Recipe for pickled chanterelles
- Water – 700 ml.
- Chanterelles – 0.5 kg.
- Salt – 1 tbsp.
- Sugar – 1 tbsp.
- Vinegar 9% – 40 ml.
- Black pepper – 10 pcs.
- Bay leaf – 1 pc.
Rinse chanterelles several times. Chop large mushrooms. Boil salted water in a saucepan. Put chanterelles in boiling water and cook for 10 minutes on medium heat. Then drain water from the mushrooms.
Separately prepare a marinade – 700 ml of water, salt, sugar, bay leaf, and pepper. Bring to a boil. In the marinade put chanterelles and cook for another 10 minutes. Pour the vinegar, cook for another 3 minutes, and turn off the heat. Mushrooms with marinade are put into sterilized jars. Store in a cool place.

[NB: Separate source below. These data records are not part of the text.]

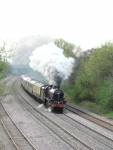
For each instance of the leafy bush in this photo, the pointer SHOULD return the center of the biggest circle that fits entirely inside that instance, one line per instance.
(93, 71)
(104, 95)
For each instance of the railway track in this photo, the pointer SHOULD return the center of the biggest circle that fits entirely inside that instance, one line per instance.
(90, 117)
(62, 133)
(42, 115)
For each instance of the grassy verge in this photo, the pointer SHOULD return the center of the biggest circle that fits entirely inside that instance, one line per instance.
(88, 105)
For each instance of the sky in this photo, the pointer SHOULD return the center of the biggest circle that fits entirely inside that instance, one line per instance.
(86, 23)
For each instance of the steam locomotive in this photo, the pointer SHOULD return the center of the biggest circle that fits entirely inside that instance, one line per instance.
(52, 96)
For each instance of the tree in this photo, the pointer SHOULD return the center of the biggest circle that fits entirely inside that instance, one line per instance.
(67, 47)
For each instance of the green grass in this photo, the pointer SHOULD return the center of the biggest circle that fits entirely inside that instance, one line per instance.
(2, 89)
(109, 115)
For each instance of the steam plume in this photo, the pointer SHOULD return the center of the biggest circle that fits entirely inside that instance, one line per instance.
(51, 62)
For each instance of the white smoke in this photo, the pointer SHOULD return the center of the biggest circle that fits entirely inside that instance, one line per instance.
(50, 61)
(25, 46)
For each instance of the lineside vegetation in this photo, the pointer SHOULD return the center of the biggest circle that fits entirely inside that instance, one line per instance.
(92, 85)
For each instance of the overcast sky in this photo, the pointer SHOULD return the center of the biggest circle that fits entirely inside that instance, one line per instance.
(87, 23)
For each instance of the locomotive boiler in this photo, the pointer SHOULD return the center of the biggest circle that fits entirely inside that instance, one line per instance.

Chanterelles in sour cream with greens
- Chanterelles – 300 g.
- Sour cream – 150 gr.
- Onion – 1 pc.
- Dill – 2-3 sprigs.
- Vegetable oil – 2 tablespoons.
- Flour – 1 teaspoon.
- Salt, and pepper to taste.
Wash chanterelles several times and boil them in salted water for 20 minutes. Rinse them in a colander. Mix flour with sour cream. Chop onion coarsely.
Heat vegetable oil in a frying pan and fry the onion until golden. Add chanterelles, and fry for 3 minutes more. Add sour cream and flour, salt, and pepper. Braise on low heat for 10 minutes under a lid. Just before serving add chopped dill.

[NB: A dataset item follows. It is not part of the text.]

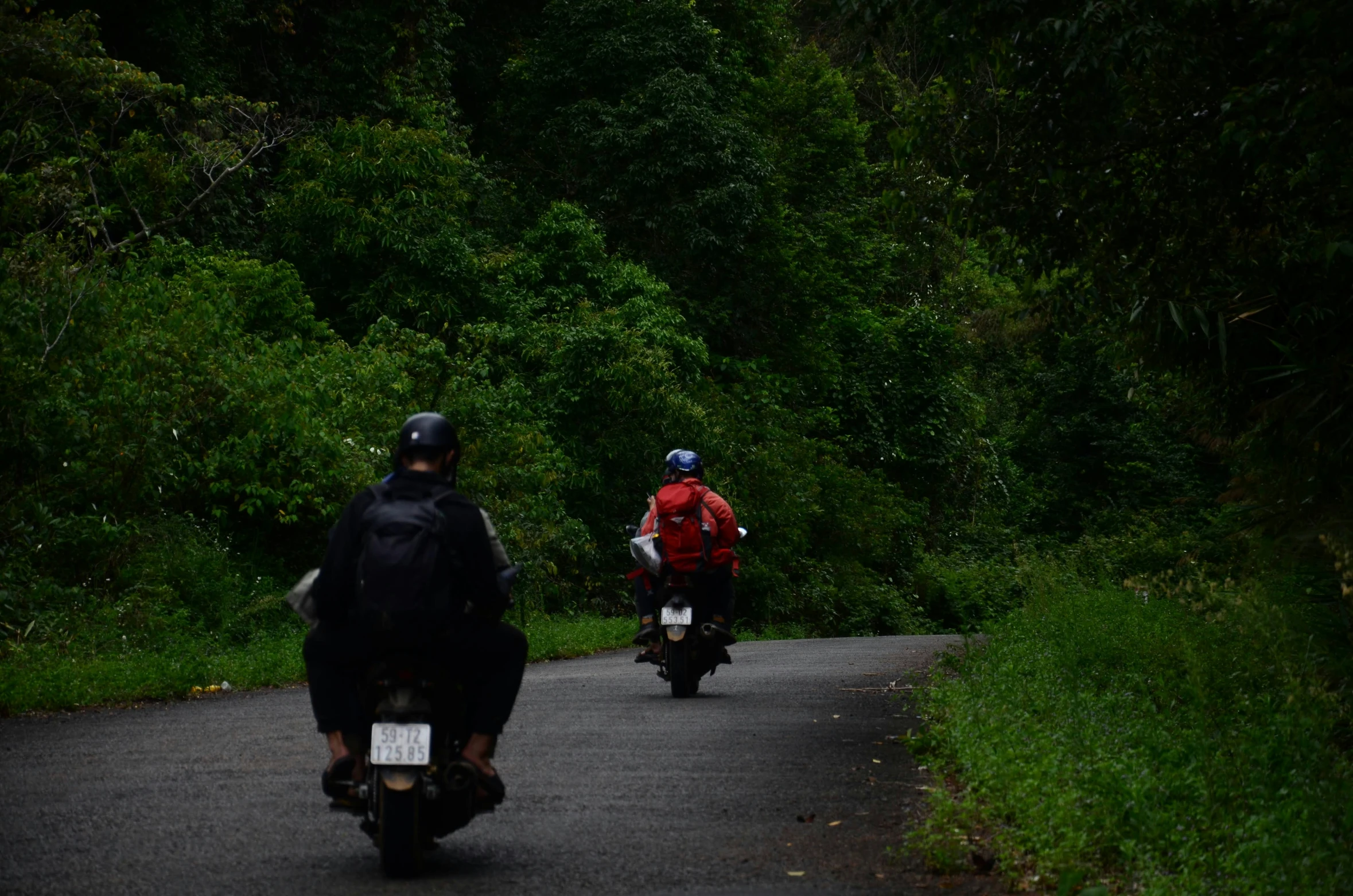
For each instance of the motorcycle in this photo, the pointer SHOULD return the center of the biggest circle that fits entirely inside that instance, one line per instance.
(417, 787)
(690, 646)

Fried potatoes with chanterelles
- Chanterelles – 500 g.
- Onion – 1 pc.
- Potatoes – 4 pcs.
- Vegetable oil – 30 gr.
- Spices for potatoes.
- Greens to taste.
Rinse, cut chanterelles, and boil in salted water for 15 minutes. Chop onions finely and fry in vegetable oil until lightly golden. Add boiled chanterelles to onions and fry together for 5 minutes. Coarsely chop and rinse potatoes. Add potatoes to the frying pan. Fry under a lid for 15-20 minutes, stirring occasionally. At the end of cooking add spices and herbs to taste.